Background: Hospitalized patients and their families often face challenges in accessing and understanding developments in care plans, test results, and interdisciplinary decisions made during their stay. This knowledge gap causes anxiety, confusion, and missed opportunities for shared decision-making. Enhanced interdisciplinary communication and transparency with patients positively impacts patient satisfaction, readmission rates, patient safety and adherence to medical recommendations (1,2). The use of family-centered communication programs for hospitalized patients has been associated with medical error reduction and improved patient/family experience (3). Traditional bedside communication is often insufficient, however, as acutely ill patients are not always able to engage in their care plan and family members are not often available during rounds. In UC San Diego Division of Hospital Medicine, we hold daily interdisciplinary bedside rounds with patients and their families to discuss the care plan; participation in these rounds has been associated with improved patient engagement, satisfaction, and care quality metrics. However, access to this discussion is limited to those present and able to participate on rounds, narrowing the reach of this intervention.
Purpose: Our goal was to design and implement an electronic patient deliverable to bridge the communication gap between inpatient healthcare providers, hospitalized patients, and their families. We aimed to create a tool that captures key information discussed during daily interdisciplinary bedside rounds, making the care plan accessible to patients and their families via a secure patient portal, to be reviewed at their convenience.

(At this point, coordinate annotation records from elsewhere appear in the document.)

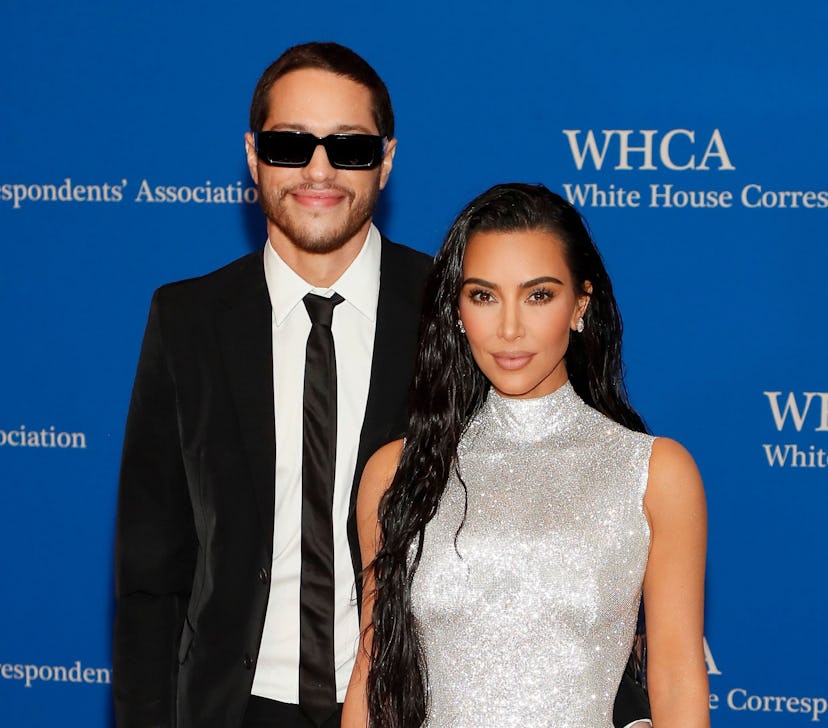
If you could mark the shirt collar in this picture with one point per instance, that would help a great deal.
(358, 285)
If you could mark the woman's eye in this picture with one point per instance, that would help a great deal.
(540, 296)
(481, 296)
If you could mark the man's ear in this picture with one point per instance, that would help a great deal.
(387, 162)
(252, 157)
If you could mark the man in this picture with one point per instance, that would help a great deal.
(233, 609)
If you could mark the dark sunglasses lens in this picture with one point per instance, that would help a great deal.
(285, 148)
(354, 151)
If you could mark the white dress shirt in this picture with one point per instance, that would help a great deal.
(353, 327)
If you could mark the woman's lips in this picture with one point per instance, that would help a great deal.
(513, 359)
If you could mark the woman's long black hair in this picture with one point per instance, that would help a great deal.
(448, 389)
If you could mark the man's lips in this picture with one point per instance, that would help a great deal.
(512, 359)
(318, 198)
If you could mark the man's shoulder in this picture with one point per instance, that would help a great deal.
(237, 276)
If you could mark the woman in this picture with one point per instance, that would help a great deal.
(526, 509)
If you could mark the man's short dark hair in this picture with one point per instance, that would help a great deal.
(326, 57)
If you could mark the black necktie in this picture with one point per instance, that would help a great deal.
(317, 679)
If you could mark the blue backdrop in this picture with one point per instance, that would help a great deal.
(692, 136)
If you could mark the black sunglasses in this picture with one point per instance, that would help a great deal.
(295, 149)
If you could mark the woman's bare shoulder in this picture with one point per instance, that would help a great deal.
(378, 474)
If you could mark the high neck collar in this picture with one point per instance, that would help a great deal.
(535, 418)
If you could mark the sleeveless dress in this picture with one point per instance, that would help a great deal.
(526, 615)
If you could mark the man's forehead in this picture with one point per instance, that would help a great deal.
(312, 90)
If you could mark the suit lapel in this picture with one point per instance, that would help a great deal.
(245, 337)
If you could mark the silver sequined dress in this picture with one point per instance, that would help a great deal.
(531, 623)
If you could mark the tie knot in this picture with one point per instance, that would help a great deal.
(320, 309)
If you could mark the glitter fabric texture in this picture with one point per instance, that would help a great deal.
(528, 620)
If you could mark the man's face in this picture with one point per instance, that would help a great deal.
(317, 208)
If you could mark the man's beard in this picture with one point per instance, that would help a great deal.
(273, 205)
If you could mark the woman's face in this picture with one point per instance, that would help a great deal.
(518, 303)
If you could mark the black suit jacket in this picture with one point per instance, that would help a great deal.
(194, 534)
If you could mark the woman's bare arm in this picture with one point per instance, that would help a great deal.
(377, 476)
(674, 589)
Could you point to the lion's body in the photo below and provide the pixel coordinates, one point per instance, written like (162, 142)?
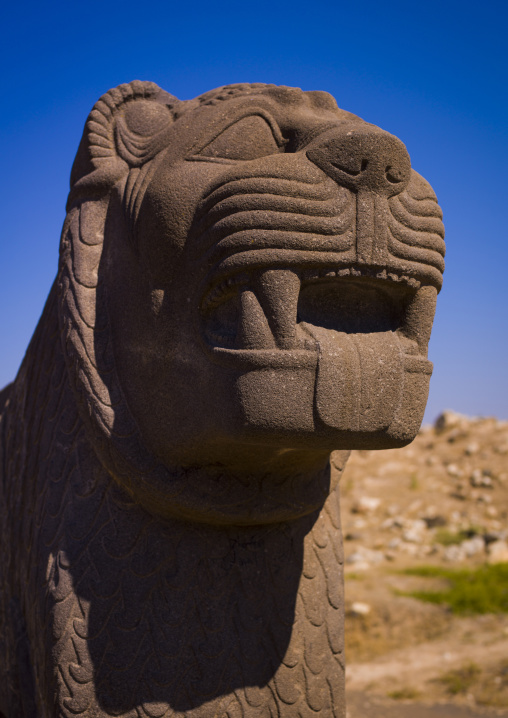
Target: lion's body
(107, 611)
(247, 282)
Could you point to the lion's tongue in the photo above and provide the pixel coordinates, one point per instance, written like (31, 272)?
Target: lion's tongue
(359, 378)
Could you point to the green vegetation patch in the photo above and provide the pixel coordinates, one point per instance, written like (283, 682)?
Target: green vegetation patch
(460, 680)
(407, 693)
(470, 591)
(445, 537)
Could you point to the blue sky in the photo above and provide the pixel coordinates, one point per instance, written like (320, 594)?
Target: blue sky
(433, 73)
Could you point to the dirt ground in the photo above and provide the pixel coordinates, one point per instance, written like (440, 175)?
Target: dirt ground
(442, 501)
(361, 705)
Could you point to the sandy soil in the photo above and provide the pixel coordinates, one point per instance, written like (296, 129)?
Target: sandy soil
(400, 509)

Description: We formed a multidisciplinary work group with representation from hospital medicine, nursing, care management, information technology, and patient experience to design a standardized template (Figure 1) within the secure patient portal to deliver daily care plan summaries to patients. To reduce redundancy, we leveraged data collected in real-time during our interdisciplinary rounds via an electronic health record documentation tool (Figure 2) to populate the patient deliverable. We updated our documentation tool to include click-boxes with patient-facing language so that data could be pulled directly into the deliverable. This delivered report summarizes all critical aspects of the hospitalized patient’s care journey – reason for admission, care plan for the day, remaining clinical milestones, and key elements of discharge planning. This information updates in real-time and can be accessed by patients and authorized family members at any time via the secure portal. Currently, utilization is limited to English-speaking patients with reliable access to the electronic patient portal, highlighting equity gaps to be addressed in its next iteration. Opportunities for expansion include automated notifications for care plan updates, multilingual resources, and digital record access education.
Conclusions: An electronic patient deliverable that summarizes the inpatient multidisciplinary care plan enhances patient-provider communication. By providing hospitalized patients and their families access to real-time updates on care plans and hospital progress, we can better engage in shared decision making and facilitate safe discharge planning. This tool offers a meaningful step toward patient empowerment and improved healthcare transparency.